I'm not familiar with MySQL, but I imagine it is the same as PG which I've included output below.
When you use the "between" method, you end up using the "BETWEEN" operator, like so...
SELECT * FROM my_table WHERE date BETWEEN '2016-1-1' AND '2016-1-20'
The problem is that the "between" operator does something different for dates versus strings. For example, if the value that it is testing is a string, it will see the arguments (the '2016-1-1' AND '2016-1-20' part) as strings.

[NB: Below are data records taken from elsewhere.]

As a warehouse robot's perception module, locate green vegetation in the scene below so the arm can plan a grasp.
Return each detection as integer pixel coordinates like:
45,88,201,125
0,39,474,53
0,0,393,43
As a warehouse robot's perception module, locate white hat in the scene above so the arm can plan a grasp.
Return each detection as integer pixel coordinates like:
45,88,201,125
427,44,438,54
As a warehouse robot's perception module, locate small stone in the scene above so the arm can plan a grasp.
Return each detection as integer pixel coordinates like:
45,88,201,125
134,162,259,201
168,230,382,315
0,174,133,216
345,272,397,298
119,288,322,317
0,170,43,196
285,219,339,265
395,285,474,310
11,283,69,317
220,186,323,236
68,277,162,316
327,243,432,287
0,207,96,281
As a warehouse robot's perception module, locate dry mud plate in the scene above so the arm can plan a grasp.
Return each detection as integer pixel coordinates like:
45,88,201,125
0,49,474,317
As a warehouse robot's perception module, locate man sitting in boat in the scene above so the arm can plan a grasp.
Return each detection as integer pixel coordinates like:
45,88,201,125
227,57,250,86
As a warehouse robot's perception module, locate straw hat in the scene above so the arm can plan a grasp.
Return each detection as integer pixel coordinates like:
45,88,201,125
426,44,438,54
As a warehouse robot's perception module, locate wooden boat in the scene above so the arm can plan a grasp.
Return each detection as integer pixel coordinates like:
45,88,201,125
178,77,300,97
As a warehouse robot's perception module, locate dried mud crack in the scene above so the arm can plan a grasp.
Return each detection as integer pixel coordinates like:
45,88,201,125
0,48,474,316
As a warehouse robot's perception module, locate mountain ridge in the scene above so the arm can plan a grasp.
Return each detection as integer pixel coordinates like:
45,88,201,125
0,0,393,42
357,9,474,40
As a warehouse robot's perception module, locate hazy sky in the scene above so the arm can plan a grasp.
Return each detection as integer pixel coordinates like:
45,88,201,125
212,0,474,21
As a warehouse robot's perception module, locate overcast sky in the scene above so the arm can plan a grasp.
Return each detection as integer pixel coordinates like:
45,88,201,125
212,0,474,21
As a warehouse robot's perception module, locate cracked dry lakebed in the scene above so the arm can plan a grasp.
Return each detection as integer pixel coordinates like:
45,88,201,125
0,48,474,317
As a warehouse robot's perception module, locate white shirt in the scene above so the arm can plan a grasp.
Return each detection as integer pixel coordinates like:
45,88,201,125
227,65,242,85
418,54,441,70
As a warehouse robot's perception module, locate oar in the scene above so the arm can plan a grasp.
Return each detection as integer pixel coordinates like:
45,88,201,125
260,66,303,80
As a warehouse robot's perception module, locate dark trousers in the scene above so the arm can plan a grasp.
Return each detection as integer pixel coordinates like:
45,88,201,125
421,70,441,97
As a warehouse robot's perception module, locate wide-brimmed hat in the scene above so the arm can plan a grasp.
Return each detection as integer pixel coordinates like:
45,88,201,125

mhildreth=# select '2016-1-5' between '2016-1-1' AND '2016-1-10';
?column?
----------
f
(1 row)
Meanwhile, if the value that it is testing is a date object, then it will implicitly convert the strings to date objects, essentially doing the following...
mhildreth=# select '2016-1-5'::date between '2016-1-1'::date AND '2016-1-10'::date;
?column?
----------
t
(1 row)
Thus, my guess is that you want to convert your "date" column to be a date type. If you must leave it a string, then you need to ensure that you are using a date format that also works when doing string comparison. Thus, you'll need 2016-01-01 rather than 2016-1-1.
I was under the impression that a string will actually be queried correctly as long as it was of a certain format. but nope I'm afraid it ain't so.
a better way of doing this if you have strings formatted like this:
"2016-1-5" is to simply convert the string date to a datetime.date object
python 3
import datetime
splitted_date = [int(number) for number in "2016-1-5".split("-")]
formatted_date = datetime.date(*splitted_date)